Der Nettoverlust belief sich in den sechs Monaten bis Ende März auf 377 Millionen Pfund oder umgerechnet 399 Millionen Franken. Das entspricht einer Verschlechterung um 27 Prozent gegenüber dem Vorjahr, wie der Konzern mitteilte. Der Umsatz stieg dagegen um 12 Prozent auf 3,95 Milliarden Pfund.
Trotz einer «soliden Zahl später Buchungen» seien die Ergebnisse durch den Konflikt im Nahen Osten belastet worden, erklärte das Unternehmen. Der Krieg, der am 28. Februar begonnen habe, habe zu höheren Treibstoffkosten und geringerer Visibilität bei künftigen Buchungen geführt.
Allein im März hätten die höheren Kerosinkosten Mehrausgaben von 25 Millionen Pfund verursacht. Störungen bei der Treibstoffversorgung gebe es jedoch nicht.
Easyjet erwartet, dass auch das zweite Halbjahr vom Konflikt beeinträchtigt wird. Die Buchungen für die Sommersaison lägen derzeit hinter dem Niveau des Vorjahreszeitraums zurück.

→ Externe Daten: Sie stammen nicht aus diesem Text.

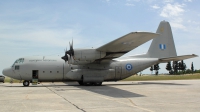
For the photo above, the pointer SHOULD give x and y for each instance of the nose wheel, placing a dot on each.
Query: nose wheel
(26, 83)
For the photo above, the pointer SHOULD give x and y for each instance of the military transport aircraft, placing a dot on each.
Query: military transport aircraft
(93, 66)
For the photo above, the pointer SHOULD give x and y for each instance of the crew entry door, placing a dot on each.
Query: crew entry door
(35, 77)
(118, 72)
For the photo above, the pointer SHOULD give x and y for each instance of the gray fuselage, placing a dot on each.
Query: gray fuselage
(55, 69)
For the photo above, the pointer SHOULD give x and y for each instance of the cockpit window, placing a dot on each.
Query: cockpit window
(20, 60)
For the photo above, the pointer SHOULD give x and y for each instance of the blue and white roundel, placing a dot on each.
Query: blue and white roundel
(129, 67)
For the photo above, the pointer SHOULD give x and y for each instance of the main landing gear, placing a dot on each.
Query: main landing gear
(26, 83)
(89, 83)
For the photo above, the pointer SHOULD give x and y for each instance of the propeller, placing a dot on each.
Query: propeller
(69, 55)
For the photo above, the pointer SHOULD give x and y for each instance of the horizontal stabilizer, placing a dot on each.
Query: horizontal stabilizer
(177, 58)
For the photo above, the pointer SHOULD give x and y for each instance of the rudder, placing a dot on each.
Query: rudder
(163, 46)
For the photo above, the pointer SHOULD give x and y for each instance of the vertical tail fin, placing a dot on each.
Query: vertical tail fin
(163, 46)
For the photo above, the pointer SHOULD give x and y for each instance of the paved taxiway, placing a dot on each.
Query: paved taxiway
(127, 96)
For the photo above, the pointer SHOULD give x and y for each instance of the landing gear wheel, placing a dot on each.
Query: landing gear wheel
(26, 83)
(81, 83)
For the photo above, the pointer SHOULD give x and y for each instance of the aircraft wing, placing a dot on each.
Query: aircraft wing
(177, 58)
(126, 43)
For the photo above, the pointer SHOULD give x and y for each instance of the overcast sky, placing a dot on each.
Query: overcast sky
(45, 27)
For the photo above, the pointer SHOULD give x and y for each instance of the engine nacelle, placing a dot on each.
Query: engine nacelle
(88, 55)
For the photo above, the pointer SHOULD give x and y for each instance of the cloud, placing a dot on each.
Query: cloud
(172, 10)
(155, 6)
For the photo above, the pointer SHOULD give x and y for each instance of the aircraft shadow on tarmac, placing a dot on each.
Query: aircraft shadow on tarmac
(159, 83)
(107, 90)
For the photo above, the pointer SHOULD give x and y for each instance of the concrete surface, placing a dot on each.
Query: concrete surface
(128, 96)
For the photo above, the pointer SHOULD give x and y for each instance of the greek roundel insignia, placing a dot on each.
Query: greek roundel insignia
(129, 67)
(162, 46)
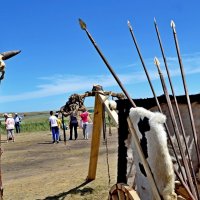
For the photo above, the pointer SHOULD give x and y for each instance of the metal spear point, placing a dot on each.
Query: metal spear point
(176, 104)
(186, 90)
(173, 119)
(146, 166)
(8, 54)
(155, 97)
(83, 27)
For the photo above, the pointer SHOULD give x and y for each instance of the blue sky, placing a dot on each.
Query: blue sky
(57, 58)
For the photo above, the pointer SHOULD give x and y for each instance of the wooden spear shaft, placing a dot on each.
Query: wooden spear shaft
(155, 97)
(176, 105)
(185, 164)
(147, 168)
(186, 90)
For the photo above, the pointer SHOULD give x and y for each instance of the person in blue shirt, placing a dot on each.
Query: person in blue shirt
(73, 125)
(17, 119)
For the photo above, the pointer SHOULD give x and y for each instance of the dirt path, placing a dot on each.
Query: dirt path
(35, 169)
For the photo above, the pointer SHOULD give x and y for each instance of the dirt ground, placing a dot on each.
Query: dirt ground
(35, 169)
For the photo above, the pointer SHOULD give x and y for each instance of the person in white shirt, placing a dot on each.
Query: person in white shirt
(54, 127)
(10, 125)
(17, 119)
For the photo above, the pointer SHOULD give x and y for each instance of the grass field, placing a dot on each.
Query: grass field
(32, 122)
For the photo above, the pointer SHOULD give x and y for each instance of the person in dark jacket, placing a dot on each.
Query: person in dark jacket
(73, 125)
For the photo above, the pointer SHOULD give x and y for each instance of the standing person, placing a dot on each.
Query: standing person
(54, 127)
(59, 125)
(17, 123)
(84, 117)
(73, 125)
(10, 126)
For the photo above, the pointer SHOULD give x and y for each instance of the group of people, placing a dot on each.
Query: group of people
(11, 124)
(74, 124)
(55, 124)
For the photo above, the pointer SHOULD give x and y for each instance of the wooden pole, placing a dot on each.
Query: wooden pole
(177, 133)
(95, 143)
(186, 91)
(144, 161)
(155, 97)
(177, 107)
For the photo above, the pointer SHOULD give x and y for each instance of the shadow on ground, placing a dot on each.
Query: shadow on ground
(75, 190)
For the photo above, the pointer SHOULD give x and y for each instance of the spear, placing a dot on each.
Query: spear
(176, 105)
(146, 166)
(155, 97)
(157, 63)
(185, 87)
(8, 54)
(63, 124)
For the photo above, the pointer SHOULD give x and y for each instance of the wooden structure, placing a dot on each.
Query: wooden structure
(120, 190)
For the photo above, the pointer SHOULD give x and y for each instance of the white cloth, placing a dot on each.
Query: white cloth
(53, 121)
(89, 129)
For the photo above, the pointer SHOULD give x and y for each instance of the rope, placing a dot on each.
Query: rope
(106, 144)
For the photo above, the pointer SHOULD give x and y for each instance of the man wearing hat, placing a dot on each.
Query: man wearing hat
(17, 123)
(10, 125)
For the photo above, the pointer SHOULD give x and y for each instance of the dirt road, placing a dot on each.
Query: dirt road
(35, 169)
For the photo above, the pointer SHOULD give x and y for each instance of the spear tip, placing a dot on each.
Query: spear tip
(172, 24)
(156, 62)
(129, 24)
(82, 24)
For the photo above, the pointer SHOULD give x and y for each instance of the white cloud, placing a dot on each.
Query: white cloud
(62, 84)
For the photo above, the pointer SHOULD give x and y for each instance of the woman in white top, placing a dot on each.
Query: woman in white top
(10, 125)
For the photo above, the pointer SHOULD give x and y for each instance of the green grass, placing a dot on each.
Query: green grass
(38, 121)
(32, 122)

Trotz der Unsicherheiten zeigte sich Firmenchef Kenton Jarvis zuversichtlich. Easyjet könne sich nach dem Konflikt wieder erholen und weitere Fortschritte bei den mittelfristigen Finanzzielen machen, sagte er.

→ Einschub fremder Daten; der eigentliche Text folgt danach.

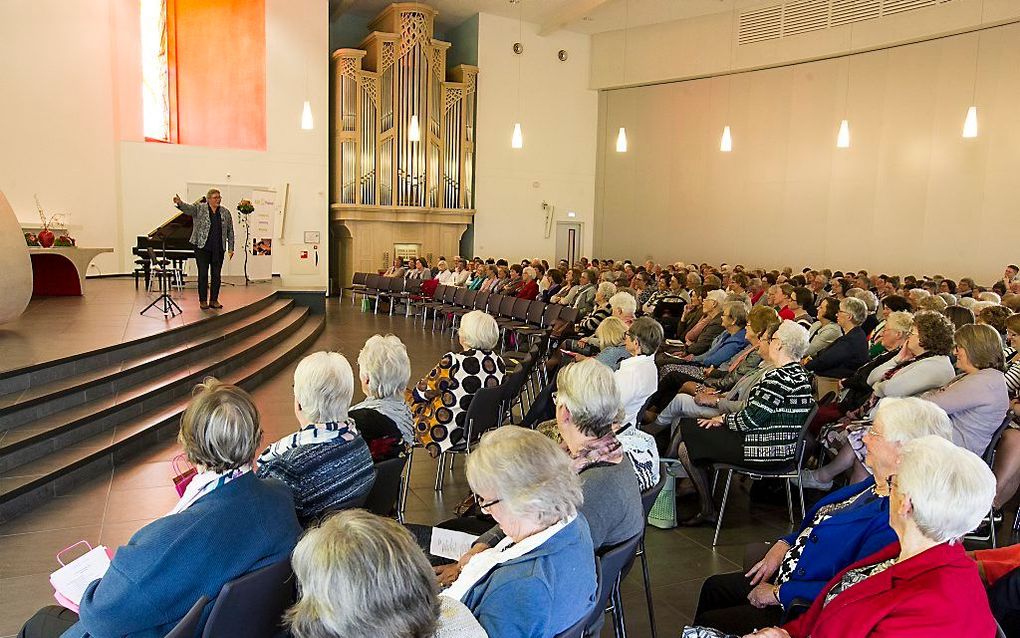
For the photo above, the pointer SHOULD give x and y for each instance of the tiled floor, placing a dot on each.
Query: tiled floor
(110, 508)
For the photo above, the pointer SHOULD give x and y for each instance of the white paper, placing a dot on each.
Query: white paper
(71, 580)
(450, 544)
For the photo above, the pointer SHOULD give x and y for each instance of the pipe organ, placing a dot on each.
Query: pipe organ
(402, 141)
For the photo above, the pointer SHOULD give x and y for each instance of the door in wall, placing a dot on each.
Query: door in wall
(568, 241)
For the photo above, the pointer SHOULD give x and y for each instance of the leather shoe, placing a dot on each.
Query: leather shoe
(699, 520)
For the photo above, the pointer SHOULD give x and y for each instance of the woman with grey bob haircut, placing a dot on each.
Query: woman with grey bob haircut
(384, 419)
(539, 579)
(362, 576)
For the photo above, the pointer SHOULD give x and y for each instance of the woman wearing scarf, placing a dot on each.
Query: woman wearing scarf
(207, 540)
(325, 463)
(539, 578)
(384, 419)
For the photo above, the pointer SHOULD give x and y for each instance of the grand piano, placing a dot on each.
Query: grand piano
(168, 242)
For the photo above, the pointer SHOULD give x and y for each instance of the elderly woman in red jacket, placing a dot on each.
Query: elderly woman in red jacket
(924, 585)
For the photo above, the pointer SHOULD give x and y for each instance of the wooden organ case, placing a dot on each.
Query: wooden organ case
(388, 187)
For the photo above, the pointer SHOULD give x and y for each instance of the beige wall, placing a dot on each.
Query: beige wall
(910, 195)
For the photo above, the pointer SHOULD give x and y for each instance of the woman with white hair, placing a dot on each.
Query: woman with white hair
(362, 576)
(846, 354)
(439, 402)
(208, 539)
(539, 579)
(384, 418)
(588, 325)
(924, 585)
(843, 528)
(765, 432)
(325, 462)
(700, 336)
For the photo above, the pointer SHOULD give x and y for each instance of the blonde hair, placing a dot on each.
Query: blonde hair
(530, 476)
(219, 430)
(611, 332)
(360, 575)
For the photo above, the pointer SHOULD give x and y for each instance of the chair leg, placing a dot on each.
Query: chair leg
(648, 588)
(789, 503)
(722, 507)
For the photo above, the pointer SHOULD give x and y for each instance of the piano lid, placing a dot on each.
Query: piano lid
(177, 227)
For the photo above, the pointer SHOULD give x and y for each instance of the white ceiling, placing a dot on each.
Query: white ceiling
(589, 16)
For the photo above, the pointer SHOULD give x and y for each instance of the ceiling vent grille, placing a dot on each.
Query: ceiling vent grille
(801, 16)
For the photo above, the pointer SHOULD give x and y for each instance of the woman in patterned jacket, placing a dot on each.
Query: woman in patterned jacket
(439, 402)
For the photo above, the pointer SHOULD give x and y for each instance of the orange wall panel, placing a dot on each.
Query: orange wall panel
(219, 84)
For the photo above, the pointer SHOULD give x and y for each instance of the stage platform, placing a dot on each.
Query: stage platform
(58, 328)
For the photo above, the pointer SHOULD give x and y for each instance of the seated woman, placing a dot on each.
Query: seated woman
(439, 402)
(360, 575)
(384, 419)
(823, 332)
(923, 585)
(765, 432)
(843, 528)
(539, 578)
(585, 327)
(207, 540)
(325, 463)
(976, 400)
(849, 352)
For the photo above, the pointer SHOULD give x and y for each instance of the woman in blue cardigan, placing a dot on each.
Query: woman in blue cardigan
(227, 523)
(540, 579)
(843, 528)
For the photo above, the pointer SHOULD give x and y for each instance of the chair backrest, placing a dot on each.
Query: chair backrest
(551, 314)
(506, 306)
(483, 412)
(568, 314)
(613, 561)
(989, 451)
(381, 498)
(520, 308)
(481, 299)
(648, 496)
(536, 312)
(188, 626)
(578, 629)
(253, 604)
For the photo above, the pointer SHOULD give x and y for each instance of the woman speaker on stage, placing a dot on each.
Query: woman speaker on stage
(212, 235)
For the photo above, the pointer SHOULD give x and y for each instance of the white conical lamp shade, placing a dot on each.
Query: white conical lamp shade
(726, 143)
(970, 124)
(517, 140)
(306, 116)
(843, 138)
(621, 141)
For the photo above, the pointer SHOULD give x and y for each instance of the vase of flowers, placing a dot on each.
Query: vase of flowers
(46, 237)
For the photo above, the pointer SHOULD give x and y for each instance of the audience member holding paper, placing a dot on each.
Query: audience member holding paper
(227, 524)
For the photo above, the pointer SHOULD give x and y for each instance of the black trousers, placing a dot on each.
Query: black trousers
(1005, 600)
(208, 260)
(723, 605)
(48, 623)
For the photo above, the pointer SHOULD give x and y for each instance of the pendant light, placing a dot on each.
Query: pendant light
(414, 132)
(306, 116)
(621, 137)
(517, 139)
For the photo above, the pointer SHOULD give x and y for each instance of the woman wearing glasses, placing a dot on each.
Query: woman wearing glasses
(843, 528)
(539, 579)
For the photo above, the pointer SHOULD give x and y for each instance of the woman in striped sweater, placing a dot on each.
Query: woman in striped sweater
(326, 463)
(762, 435)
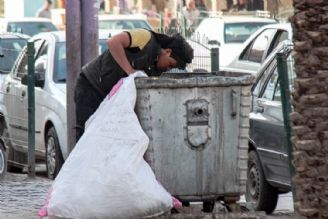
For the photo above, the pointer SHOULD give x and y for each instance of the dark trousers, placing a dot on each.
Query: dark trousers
(87, 99)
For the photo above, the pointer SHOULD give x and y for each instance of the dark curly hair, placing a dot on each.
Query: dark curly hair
(182, 52)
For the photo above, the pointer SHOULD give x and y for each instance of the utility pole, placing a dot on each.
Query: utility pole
(81, 47)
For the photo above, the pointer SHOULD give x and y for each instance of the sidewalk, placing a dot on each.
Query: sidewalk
(22, 197)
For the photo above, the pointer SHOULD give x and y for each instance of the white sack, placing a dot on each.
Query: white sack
(105, 176)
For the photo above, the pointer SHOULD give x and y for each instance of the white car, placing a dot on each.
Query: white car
(50, 104)
(227, 32)
(27, 25)
(123, 22)
(259, 46)
(10, 46)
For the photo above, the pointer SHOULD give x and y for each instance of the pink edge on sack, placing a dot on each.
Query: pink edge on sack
(115, 88)
(43, 211)
(176, 203)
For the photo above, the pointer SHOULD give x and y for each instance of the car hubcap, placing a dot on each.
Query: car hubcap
(253, 183)
(2, 162)
(51, 155)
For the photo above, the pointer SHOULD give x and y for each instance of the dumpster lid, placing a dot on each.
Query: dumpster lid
(191, 79)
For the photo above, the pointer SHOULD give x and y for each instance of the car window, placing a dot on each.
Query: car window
(291, 77)
(10, 49)
(279, 37)
(271, 86)
(256, 50)
(60, 67)
(239, 32)
(22, 67)
(123, 24)
(41, 60)
(263, 78)
(30, 28)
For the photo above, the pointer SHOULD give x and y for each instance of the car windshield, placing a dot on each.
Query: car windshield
(123, 24)
(9, 50)
(31, 28)
(60, 70)
(239, 32)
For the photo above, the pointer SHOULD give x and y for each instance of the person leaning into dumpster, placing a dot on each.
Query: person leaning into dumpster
(129, 51)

Im ersten Halbjahr habe die Fluggesellschaft operativ solide abgeschnitten. Die anhaltend starke Nachfrage habe zu einer Auslastung von 90 Prozent geführt, zwei Prozentpunkte mehr als im Vorjahr.
Wachstum erwartet Easyjet zudem weiterhin bei der Reisesparte Easyjet Holidays. Dort stieg die Zahl der Kunden laut Unternehmen innert Jahresfrist um 22 Prozent.